Una reina no tiene pasado y hasta hoy la madre del rey Felipe VI niega haber tenido interés alguno por el que es hoy el rey de Noruega. Pero por suerte siempre han existido cronistas reales, y lo que han dejado escrito ahí seguirá para los anales de la historia. Según rezan los textos de la época, Olav de Noruega contó con una gran aliada, la reina Federica de Grecia cuya ambición era proporcional al número de islas del país del que su marido era rey. La suegra de don Juan Carlos era una mujer vivaz, una conseguidora y una estratega que no contenta con poner a su país en el mapa e inventar el concepto de cruceros por el mediterráneo tal y como lo conocemos hoy, quería ver a sus hijas, Sofía e Irene, casadas y bien casadas y eso significaba casarlas con príncipes herederos.

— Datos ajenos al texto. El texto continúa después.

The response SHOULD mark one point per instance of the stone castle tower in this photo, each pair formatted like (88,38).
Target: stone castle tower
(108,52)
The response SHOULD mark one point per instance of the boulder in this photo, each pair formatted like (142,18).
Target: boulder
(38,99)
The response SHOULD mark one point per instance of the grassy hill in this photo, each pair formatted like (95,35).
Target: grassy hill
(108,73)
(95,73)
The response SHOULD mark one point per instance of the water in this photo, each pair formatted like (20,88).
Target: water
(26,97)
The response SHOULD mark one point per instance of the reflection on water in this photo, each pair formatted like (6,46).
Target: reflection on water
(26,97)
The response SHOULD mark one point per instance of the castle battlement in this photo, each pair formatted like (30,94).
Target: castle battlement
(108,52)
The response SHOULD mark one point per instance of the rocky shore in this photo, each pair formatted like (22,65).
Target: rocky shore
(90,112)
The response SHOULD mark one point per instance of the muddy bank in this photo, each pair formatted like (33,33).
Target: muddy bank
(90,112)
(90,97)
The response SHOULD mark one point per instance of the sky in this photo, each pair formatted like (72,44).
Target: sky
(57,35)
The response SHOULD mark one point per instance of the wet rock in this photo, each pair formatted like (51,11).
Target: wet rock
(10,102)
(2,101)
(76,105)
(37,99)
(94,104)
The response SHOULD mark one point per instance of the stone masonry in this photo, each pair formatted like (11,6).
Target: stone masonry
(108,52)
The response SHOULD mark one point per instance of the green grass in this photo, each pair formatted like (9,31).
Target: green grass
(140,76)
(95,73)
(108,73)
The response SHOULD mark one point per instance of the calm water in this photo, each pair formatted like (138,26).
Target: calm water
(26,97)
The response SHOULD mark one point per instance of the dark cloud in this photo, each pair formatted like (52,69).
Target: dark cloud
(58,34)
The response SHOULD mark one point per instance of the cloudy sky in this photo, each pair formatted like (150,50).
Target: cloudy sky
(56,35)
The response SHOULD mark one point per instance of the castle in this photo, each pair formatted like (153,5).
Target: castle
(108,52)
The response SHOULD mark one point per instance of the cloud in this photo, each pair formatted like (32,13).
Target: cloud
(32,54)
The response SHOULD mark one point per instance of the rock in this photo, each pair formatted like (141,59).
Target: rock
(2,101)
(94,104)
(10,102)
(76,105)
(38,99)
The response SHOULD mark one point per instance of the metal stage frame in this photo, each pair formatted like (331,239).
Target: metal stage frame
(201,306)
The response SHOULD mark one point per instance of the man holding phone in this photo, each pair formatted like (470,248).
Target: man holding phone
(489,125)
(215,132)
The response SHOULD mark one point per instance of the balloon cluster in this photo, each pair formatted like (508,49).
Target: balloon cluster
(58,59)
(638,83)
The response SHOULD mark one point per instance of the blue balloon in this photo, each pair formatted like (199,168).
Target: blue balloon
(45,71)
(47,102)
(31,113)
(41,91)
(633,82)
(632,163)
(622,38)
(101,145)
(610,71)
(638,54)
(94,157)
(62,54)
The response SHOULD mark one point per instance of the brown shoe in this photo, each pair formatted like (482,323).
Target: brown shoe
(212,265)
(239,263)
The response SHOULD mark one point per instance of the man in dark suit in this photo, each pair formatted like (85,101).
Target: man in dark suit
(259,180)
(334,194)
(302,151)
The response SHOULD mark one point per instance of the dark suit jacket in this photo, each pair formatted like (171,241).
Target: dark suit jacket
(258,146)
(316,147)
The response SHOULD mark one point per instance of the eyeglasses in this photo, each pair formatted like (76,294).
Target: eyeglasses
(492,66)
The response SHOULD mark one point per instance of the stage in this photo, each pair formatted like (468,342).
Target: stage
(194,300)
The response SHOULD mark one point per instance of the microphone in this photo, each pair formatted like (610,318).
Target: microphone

Al conocer el disgusto del monarca noruego con su hijo, Federica se puso manos a la obra y maniobró para que los dos jóvenes príncipes se conocieran más. No es ningún secreto que a doña Sofía, Harald no le disgustó, llegando a fantasear en su interior con la posibilidad de un matrimonio y con ser un día, reina de Noruega. Sin embargo, tal cosa, como todos sabemos, nunca llegó a ser una posibilidad real. Harald estaba muy enamorado de la joven Sonia y no estaba dispuesto a abdicar de su felicidad con tal de complacer a su padre. De ese modo, la primera historia de amor conocida de la reina Sofía no llegó a buen puerto. El rey Harald le dio, tal y como se dice en España, calabazas. Pasaron los años y cambiaron los sueños. También el amor. La princesa griega conoció a don Juan Carlos, un príncipe sin trono, pero encantador y con futuro. Un futuro que se materializó y del que ya no pudo escapar, por suerte y por gloria de España.